Onderhoud de sabbat als een heilige dag. Zes dagen heb je om te werken en al je arbeid te doen, maar de zevende dag is een sabbat voor Jehovah, je God. Je mag dan geen enkel werk doen. Dat geldt voor jou, je zoon, je dochter, je slaaf, je slavin en je vee, en voor de vreemdeling die bij je in de stad woont. Want in zes dagen heeft Jehovah de hemel, de aarde en de zee gemaakt en alles wat ze bevatten, en op de zevende dag begon hij te rusten. Daarom zegende Jehovah de sabbat en hij maakte die heilig.

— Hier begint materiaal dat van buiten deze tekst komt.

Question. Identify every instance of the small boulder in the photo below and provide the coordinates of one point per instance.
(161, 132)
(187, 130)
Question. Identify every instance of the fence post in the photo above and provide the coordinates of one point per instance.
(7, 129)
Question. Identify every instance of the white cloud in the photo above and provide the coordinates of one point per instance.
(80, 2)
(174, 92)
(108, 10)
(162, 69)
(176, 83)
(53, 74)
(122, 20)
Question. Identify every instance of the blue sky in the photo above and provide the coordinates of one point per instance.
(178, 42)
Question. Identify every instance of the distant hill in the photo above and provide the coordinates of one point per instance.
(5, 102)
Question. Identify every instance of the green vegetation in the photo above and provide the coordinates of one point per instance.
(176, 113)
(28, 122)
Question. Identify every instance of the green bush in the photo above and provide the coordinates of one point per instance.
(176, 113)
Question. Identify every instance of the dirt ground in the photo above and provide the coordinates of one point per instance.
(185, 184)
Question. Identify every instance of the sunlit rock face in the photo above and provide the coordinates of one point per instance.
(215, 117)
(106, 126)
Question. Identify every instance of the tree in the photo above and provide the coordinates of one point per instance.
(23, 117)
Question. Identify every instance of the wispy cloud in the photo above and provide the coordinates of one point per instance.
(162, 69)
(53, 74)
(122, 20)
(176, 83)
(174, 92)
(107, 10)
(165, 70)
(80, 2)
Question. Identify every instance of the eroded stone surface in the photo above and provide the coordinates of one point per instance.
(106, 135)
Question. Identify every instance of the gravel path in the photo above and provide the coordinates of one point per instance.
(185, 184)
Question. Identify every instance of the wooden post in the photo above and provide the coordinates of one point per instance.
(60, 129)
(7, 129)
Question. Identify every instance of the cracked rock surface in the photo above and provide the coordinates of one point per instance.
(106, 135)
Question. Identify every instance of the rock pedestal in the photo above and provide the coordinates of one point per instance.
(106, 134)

Eer je vader en je moeder. Dan zul je lang leven in het land dat Jehovah, je God, je geeft.
Pleeg geen moord.
Pleeg geen overspel.
Steel niet.
Leg geen valse verklaring af als je tegen iemand getuigt.
Verlang niet naar het huis van een ander. Verlang ook niet naar zijn vrouw, zijn slaaf, zijn slavin, zijn stier, zijn ezel of iets anders wat van hem is.’
Het hele volk was getuige van de donder, de bliksem, het geluid van de hoorn en de rokende berg. Toen het volk dat zag, begonnen ze te beven en bleven ze op een afstand staan. Ze zeiden tegen Mozes: ‘Spreek jij maar met ons, dan zullen wij luisteren. Maar laat God niet met ons spreken, want dan sterven we!’ Mozes zei tegen het volk: ‘Wees niet bang, want de ware God is gekomen om jullie op de proef te stellen, zodat jullie altijd ontzag voor hem zullen hebben en jullie niet zullen zondigen.’ Het volk bleef dus op een afstand staan, maar Mozes ging naar de donkere wolk toe, waar de ware God was.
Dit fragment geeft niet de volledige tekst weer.